Fast Break Goals: Lacrosse Shot Clock Poll


Today we are going to discuss new shot clock rules. End to end action definitely ranks up there in the world of exciting lacrosse plays, and everyone loves seeing a “shot, save, outlet pass, fast break clear, pass, pass, pass, GOAL!” sequence. It happens starting with youth players, and goes all the way up to the pros, and personally, I’d love to see even MORE of these quick strike goals.

But I’m curious… will the newly proposed shot clock rules for NCAA lacrosse have any impact here at all?

In the MLL, the shot clock starts as soon as your team gets possession of the ball. This provides all the incentive in the world to push the rock down the field, and to create transition opportunities. If you have to get a shot off quickly, why not push it and try to create a numbers advantage? It makes perfect sense.

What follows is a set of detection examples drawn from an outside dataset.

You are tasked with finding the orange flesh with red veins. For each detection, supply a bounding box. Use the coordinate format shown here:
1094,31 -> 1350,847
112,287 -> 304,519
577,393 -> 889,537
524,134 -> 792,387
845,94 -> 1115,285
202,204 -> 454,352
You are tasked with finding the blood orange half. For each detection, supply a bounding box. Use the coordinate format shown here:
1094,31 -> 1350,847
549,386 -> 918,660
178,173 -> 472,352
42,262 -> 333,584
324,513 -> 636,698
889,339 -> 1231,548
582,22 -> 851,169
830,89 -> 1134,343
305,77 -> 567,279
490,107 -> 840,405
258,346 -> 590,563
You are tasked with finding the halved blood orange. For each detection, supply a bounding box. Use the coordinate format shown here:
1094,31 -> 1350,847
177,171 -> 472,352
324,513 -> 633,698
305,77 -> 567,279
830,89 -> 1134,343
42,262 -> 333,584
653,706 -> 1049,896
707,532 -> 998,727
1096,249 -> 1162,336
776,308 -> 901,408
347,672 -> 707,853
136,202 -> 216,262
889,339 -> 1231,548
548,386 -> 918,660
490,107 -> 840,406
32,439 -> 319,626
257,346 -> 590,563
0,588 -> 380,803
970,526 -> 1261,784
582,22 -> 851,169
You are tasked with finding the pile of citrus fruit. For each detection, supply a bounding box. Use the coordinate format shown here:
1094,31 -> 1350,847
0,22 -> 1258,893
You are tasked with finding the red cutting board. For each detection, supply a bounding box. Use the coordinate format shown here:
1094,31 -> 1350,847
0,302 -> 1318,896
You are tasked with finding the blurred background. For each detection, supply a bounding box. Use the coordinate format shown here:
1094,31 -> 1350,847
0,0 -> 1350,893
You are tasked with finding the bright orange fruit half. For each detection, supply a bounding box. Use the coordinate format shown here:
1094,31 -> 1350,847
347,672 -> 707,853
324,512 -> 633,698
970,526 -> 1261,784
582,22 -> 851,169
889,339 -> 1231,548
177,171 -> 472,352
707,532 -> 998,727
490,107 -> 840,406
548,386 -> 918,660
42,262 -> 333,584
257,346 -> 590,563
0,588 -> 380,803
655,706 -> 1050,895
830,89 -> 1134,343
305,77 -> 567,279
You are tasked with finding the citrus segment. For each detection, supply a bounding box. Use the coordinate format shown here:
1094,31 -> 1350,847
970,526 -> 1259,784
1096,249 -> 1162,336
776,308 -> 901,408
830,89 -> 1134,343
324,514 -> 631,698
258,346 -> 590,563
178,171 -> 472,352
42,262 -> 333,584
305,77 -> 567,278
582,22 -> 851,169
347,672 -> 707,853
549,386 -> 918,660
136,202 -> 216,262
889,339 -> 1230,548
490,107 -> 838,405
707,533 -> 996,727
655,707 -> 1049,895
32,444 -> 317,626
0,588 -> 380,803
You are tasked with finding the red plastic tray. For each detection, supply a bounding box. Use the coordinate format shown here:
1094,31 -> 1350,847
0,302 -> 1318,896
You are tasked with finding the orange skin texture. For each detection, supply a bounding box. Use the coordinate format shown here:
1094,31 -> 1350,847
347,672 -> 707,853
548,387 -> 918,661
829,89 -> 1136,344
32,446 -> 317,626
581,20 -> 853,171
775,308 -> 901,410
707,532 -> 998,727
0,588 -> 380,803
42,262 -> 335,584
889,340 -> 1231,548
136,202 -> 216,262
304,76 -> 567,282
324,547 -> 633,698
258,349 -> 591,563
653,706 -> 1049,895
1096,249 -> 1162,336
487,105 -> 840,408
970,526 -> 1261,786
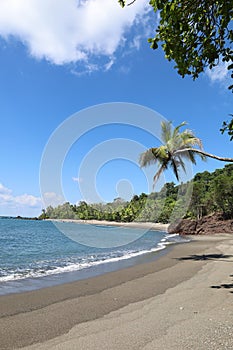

Now, in the college game, the shot clock would only come on after a stall warning, and we all know that the stall is only called in six on six situations, so in the college game, the stall will not directly impact more or less transition play… at least it won’t at first glance! After a second glance, I started to realize that the shot clock starting after the stall COULD impact transition in a major way, and that most of that impact will all depend on the refs.

If referees are slow to institute the stall warning again in 2013, there will be little to no additional incentive to create transition opportunities. Teams will still be able to bring the ball down, set up their offenses, take time off the clock, and then run a 30 second play to get a good shot off. There may be more turnovers and less goals for teams that are leading, but it should not impact the transition game in a major way. It is just another thing that coaches will prepare their offensive units to deal with.

HOWEVER, should the referees decide (or are told) to start calling the stall much quicker, then we could see a major change, where transition becomes King. Allow me to explain… If Team A brings the ball down the field and has numbers (say a 5 on 4) and decides to pull it out to sub and start their possession, and the refs called Team A for stalling, well you can BET that Team A will start to push the ball more. No one wants to start their possession off 6 on 6 with a 30 second shot clock if they can avoid it. That 5 on 4 led by a d-middie is starting to look a lot more attractive now, isn’t it?

Push the rock for success? Perhaps.

Until we hear more from the Rules Oversight Committee, it’s hard to speak definitively about any of these proposed changes. It certainly seems like the Men’s Lacrosse Rules Committee wants to speed up the game, and put a premium on skill, but until we see all the rules in place, it’s almost impossible to truly forecast the results.

And that means it’s time for YOU to tell US what you think. First up, we have a poll where you can simply address the shot clock issue. But if you have a lot more to say, we want to hear from you in the comments! Think the rules will have impacts we don’t? Want to see things stay the way they were? LET US KNOW… and be compelling!

What kind of shot clock would work best?

Do the poll results surprise you so far? Tell us WHY you think what you think, and if anyone really impressed us, we’ll hook you up some gold medal merchandise.


  1. The poll numbers are a little low so it might be skewed right now, but I am definitely surprised by the results (60% for always having a shot clock vs. 32% for having a 30 sec. clock after a stall warning).

    While I understand that the constant shot clock system is effectively in place in Major League Lacrosse, my biggest gripe with implementing a constant shot clock in college lacrosse is that college lacrosse simply isn’t professional lacrosse. In the same way that there are rule distinctions between college football and the NFL or college basketball and the NBA (e.g. 5 fouls in college vs. 6 fouls in the NBA), there needs to be some distinction because in the end the two are not meant to be the exact same versions of their sport and because the athletes tend to be, on average, that much bigger and better.

    The 30 second shot clock after a stall seems to be appropriate for college lacrosse, at least at this stage, because it (hopefully) will speed up the game as requested by many while not drastically altering the landscape of college lacrosse. If, after this system has been tested and used, it appears that the 30 second post-stall count is not effective, then a discussion into a constant shot clock would be appropriate. However, I still believe a distinction between the college and professional game would be necessary, and to accomplish this the constant shot clock would need to be on the longer side, somewhere in the 2-3 minute range.